The U.S. economy added 243,000 payroll jobs in January 2012 and the unemployment rate fell to 8.3 percent. One month does not a trend make, but the past several months of data show a labor market that is recovering, and an economy that has been accelerating even as fears of a double-dip recession rose.
For those of us who believe the U.S. economy is performing better, stronger and faster than its peers in the developed world, and than many pessimists expect, this is something of a vindication.
Positive payroll number. The economy created 243,000 jobs. There was no great post-Christmas season let-down in hiring, as many analysts expected. Strength was across the board. Manufacturing added 50,000 positions. Health care and education added decent chunks of jobs, per usual, but professional services added 70,000 and retail added 10,000 jobs. Average weekly earnings rose a bit, and were up 2.5 percent from January 2011.

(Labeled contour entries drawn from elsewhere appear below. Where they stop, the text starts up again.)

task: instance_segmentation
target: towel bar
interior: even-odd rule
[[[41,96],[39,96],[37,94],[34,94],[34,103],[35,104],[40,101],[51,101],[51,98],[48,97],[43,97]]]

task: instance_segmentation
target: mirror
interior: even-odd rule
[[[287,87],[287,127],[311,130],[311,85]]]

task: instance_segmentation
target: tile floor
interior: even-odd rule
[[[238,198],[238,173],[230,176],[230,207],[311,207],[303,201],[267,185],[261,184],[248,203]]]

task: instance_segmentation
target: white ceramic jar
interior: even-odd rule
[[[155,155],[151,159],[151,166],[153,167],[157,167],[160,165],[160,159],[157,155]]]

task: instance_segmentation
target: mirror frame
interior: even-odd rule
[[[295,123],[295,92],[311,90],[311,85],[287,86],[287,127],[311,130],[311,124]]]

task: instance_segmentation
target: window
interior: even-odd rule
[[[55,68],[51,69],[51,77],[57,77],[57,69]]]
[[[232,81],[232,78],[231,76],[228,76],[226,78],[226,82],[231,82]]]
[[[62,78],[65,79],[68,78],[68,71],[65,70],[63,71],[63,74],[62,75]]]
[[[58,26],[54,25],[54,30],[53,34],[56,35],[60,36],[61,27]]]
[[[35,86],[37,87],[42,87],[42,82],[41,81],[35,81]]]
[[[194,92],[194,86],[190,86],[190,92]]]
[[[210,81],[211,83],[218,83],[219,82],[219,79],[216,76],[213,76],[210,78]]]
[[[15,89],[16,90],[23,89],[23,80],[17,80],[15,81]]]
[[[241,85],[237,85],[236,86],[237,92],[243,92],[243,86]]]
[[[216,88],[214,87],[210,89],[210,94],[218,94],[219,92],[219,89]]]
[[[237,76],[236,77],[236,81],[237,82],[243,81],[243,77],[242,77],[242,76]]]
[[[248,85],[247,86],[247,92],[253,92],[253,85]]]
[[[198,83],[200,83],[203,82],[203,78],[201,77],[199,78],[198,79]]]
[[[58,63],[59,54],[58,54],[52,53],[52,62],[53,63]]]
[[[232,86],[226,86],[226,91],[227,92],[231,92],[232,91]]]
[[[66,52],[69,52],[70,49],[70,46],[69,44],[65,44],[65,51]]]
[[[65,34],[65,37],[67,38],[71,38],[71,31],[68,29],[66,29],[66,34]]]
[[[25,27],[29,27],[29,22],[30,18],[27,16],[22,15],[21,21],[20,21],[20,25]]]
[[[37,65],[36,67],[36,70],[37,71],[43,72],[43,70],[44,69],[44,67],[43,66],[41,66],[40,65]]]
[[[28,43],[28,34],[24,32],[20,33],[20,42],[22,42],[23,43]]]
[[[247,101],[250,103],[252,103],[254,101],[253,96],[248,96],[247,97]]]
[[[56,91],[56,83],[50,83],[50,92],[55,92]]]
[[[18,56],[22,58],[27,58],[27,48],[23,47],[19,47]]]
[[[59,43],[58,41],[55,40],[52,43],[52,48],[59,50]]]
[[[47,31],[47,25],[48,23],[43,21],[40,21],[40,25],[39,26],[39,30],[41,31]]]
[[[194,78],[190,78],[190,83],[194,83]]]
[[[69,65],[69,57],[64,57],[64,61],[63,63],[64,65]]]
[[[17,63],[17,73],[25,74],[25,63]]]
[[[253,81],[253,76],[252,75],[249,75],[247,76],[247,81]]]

The conservative recovery continues. Once again, as has been the case for much of the past two years, employment growth is coming about in spite of government spending, not because of it. As states, cities and the federal government have embraced austerity, employment in the public sector has been falling. As the accompanying chart shows, pretty much every month, the private sector adds jobs while the public sector subtracts payroll positions. Between May 2010 and January 2012, the public sector cut 1.024 million jobs while the private sector added 2.245 million. The trend continued in January, with the private sector adding 257,000 and government cutting 14,000 jobs.
The trend remains the friend. Each month, the Bureau of Labor Statistics revisits the data from the previous two months and revises it. Every January, it looks back over its statistics and revises previously reported statistics. This month, the data were generally revised upwards. November's jobs number, originally reported as a gain of 120,000 in December and revised to 100,000 in January, was revised to 157,000. December's gain, originally reported as 200,000, was revised to 203,000. That's an additional 60,000 jobs. And the so-called benchmark revision resulted in a revision of the December 2011 employment figure upward by 266,000.